Morse continues to search for leads. He decides to speak with the school photographer, realizing that the same person took photos of both Ann and the girl who went missing three years ago. The photographer had recently taken Ann’s photo, and remembers that she was a big reader: she chatted with him about books she had taken out from the library. So Morse goes to speak with the librarian, who tells him that Ann took out four books every week.

Morse deduces that Ann probably cut through a field to get home whenever she went to the library, and he searches along the road that she would have had to cross. There, he finds another library book and a piece of a car’s bumper.

Turns out Ann wasn’t murdered – her death was an accident. She had to cross a road near a blind bend when returning from the library – the same road that the farmer Skinner’s wife, a new driver, would take to bring her daughter to the hospital every week. When Morse and Thursday speak with the Skinners, they admit that Ann was hit by their car. Worried about getting in trouble, they brought her back to the farm to revive her, but she slipped away. Wanting her to be found, they set her neatly underneath the electrical pylon – but the electric crew didn’t do their inspections that day, so Skinner set loose a horse near Ann’s corpse, knowing that the horse would be reported as missing.

Thursday finds Ann’s missing headband under a seat in the Skinner’s car, thus confirming his and Morse’s hunch that Box planted a similar headband in Stanley’s lodgings. When he confronts Box, he receives an unexpected response: Box feels pressure to fill Thursday’s shoes, and wants to succeed, no matter what.

Rosie, the girl who went missing at the fair, has still not been found. Again photographs provide a clue: Morse recognizes an anachronistic Degas sculpture from Sheridan’s flat in one of the professor’s supposedly historic photos, and realizes that Sheridan has been taking his own photos of young girls and making them look dated to protect himself from charges of pedophilia.
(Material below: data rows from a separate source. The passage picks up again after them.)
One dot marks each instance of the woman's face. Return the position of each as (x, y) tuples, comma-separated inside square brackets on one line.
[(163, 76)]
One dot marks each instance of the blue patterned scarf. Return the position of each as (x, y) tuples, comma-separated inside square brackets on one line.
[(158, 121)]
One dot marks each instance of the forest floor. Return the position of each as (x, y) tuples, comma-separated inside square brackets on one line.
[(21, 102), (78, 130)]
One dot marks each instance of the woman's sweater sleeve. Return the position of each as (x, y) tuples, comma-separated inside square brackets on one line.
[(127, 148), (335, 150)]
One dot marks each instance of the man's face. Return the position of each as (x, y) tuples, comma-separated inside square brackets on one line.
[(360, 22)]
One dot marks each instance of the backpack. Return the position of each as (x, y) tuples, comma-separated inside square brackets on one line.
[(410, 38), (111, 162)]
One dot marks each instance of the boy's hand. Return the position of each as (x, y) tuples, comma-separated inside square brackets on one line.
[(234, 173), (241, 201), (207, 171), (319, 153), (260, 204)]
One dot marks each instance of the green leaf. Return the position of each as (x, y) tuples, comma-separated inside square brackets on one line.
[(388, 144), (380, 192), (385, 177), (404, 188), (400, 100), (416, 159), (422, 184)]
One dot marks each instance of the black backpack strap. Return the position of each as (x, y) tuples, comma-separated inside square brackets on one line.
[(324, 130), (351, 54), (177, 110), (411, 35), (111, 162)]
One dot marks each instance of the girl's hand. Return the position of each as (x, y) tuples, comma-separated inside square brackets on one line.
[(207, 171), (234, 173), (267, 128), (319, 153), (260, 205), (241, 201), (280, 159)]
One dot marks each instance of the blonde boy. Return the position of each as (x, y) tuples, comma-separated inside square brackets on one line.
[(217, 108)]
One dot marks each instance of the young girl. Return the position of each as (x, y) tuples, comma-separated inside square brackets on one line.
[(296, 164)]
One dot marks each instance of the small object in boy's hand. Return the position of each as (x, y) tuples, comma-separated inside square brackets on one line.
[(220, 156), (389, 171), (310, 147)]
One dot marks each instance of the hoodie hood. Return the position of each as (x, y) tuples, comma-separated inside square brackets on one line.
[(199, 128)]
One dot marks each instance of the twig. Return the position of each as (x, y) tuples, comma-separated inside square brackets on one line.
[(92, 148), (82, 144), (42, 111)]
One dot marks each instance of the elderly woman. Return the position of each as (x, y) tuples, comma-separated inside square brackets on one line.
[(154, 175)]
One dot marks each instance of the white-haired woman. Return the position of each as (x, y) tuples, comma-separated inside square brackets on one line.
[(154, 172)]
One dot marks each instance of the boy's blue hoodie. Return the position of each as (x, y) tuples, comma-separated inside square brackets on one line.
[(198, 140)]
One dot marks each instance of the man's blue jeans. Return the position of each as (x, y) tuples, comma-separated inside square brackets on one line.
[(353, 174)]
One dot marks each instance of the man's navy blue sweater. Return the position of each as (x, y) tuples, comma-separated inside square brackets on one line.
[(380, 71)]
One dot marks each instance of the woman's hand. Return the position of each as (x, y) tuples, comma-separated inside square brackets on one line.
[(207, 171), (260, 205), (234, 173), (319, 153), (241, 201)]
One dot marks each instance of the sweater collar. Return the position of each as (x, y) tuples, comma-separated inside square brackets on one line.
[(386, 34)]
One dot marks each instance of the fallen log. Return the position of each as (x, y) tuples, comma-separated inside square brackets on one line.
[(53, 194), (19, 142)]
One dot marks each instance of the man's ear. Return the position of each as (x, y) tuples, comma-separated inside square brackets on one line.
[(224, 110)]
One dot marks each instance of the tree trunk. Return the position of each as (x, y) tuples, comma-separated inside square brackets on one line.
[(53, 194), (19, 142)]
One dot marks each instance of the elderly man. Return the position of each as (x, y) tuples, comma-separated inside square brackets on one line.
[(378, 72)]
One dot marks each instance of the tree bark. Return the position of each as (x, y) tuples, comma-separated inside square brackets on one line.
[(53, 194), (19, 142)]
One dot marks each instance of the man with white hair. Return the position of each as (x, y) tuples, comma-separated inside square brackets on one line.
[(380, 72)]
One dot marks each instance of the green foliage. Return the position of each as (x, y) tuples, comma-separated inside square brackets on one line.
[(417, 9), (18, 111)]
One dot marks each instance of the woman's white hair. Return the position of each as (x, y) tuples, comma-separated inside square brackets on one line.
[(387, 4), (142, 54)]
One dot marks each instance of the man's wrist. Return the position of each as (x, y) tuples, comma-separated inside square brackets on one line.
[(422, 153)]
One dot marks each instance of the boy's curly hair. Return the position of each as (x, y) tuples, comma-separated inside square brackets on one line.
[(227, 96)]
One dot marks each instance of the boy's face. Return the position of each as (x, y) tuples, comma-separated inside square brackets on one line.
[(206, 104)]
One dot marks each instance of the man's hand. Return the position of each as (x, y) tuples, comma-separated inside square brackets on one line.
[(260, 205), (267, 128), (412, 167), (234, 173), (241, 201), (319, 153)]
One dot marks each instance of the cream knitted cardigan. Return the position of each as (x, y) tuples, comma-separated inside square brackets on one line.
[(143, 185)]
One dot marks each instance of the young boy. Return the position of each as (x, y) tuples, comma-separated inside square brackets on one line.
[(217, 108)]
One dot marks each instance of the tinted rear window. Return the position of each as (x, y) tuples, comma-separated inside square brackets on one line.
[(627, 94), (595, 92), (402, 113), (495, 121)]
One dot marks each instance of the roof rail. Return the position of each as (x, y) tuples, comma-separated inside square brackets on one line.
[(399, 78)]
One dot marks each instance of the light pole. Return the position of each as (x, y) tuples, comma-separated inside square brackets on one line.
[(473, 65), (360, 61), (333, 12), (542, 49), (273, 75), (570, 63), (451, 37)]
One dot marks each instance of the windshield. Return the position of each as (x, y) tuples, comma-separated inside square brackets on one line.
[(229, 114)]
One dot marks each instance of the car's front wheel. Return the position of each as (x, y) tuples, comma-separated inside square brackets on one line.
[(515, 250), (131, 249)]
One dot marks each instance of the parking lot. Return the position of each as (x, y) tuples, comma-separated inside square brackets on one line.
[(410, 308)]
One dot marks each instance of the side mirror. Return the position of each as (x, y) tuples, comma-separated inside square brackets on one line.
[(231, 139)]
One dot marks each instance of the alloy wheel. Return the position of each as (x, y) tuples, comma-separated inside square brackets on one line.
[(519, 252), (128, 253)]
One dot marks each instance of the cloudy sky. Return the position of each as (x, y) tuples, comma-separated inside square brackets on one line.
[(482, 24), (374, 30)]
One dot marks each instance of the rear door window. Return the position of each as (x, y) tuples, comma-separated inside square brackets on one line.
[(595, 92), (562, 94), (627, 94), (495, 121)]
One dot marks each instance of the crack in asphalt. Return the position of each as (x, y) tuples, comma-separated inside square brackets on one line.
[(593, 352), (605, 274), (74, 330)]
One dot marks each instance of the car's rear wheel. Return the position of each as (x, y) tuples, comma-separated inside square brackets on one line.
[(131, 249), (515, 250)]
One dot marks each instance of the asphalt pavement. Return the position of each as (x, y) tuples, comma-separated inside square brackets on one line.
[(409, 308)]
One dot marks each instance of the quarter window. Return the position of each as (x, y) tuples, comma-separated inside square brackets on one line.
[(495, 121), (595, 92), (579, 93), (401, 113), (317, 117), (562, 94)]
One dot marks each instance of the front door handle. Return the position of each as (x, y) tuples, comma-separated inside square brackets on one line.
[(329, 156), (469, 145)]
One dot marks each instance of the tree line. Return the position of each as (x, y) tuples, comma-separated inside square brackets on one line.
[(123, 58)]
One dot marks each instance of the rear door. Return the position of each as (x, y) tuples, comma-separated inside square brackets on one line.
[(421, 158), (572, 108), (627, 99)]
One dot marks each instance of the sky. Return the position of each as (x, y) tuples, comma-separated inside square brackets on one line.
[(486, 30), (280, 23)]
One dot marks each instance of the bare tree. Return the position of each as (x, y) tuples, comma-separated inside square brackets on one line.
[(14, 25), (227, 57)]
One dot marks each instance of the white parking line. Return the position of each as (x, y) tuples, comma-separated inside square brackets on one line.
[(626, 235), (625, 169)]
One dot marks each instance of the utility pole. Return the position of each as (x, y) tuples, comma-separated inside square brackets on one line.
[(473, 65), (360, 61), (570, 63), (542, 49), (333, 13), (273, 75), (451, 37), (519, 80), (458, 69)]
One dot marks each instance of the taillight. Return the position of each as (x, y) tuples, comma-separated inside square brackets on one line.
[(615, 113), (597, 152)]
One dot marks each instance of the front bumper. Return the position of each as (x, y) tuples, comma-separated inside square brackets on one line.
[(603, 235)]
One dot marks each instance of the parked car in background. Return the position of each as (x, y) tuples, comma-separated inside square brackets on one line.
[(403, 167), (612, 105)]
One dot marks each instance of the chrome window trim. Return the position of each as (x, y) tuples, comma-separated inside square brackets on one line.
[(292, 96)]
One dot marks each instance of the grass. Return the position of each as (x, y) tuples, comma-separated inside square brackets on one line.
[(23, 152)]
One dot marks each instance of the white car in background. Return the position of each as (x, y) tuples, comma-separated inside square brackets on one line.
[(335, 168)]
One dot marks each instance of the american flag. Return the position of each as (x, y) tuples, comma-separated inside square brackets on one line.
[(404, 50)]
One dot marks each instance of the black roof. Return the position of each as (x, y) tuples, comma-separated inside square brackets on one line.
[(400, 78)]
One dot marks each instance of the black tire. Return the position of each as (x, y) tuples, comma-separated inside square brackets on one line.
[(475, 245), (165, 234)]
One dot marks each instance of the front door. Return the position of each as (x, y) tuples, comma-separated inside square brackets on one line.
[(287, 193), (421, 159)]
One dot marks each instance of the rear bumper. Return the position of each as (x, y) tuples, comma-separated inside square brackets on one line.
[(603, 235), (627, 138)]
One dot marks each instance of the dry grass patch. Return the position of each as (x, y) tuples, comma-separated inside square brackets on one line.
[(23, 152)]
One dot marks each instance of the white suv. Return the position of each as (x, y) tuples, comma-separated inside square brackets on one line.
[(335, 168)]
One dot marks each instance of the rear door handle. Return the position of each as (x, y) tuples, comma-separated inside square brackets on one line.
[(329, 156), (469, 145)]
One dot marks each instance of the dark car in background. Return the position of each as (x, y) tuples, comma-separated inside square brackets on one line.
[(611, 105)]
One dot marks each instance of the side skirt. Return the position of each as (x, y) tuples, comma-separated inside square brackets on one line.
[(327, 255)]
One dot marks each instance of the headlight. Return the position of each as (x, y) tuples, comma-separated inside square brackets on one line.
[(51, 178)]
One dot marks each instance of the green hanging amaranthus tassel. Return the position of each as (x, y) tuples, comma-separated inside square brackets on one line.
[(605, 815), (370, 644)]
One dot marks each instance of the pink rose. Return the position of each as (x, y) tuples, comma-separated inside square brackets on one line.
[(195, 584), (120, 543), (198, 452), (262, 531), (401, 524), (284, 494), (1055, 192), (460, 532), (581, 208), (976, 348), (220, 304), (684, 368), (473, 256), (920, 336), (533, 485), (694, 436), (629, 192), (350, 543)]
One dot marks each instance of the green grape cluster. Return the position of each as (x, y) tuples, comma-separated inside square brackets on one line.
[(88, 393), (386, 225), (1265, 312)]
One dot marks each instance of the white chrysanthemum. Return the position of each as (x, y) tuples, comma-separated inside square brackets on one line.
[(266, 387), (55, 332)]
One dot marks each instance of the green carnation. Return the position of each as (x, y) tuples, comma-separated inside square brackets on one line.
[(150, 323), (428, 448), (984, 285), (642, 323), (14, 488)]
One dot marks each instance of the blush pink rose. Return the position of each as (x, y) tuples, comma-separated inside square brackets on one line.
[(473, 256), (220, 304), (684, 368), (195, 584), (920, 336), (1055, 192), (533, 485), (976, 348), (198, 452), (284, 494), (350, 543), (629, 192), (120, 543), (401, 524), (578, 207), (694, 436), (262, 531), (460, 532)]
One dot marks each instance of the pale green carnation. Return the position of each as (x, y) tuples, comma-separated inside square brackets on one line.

Plus, Morse recognizes the girl in the photos: it’s the girl who went missing three years ago, the same girl Sheridan claimed was his daughter when Morse accidentally ran into her while recording Sheridan’s reported robbery.

The police go to an abandoned mansion that Morse knows Sheridan admired, suspecting that it’s where the professor takes his photos. There they find Rosie drugged on opium, as well as Sheridan with a camera. He had been taking photos of the other missing girl for three years, but she had gotten too old and he needed a new model for his photos, which he sells to other “enthusiasts.” He told both girls that their parents had died suddenly and he would take care of them.

Rosie and the other girl are reunited with their parents, while Sheridan is arrested – but not before Thursday, fed up with the moral corruption he continually encounters, punches him in the face. Missteps like these might soon catch up with Thursday – but his role in the case of Stanley’s father and the planted evidence, at least, will not be discovered. Morse quietly hides the briefcase with the bloody hammer back where he found it in the church.

And Morse? Due to his success with this case, he is transferred to the same station as Thursday and is no longer a country uniformed officer, thanks to some administrative pushing from Strange. He may have to serve under Box, but at least he’s a detective again.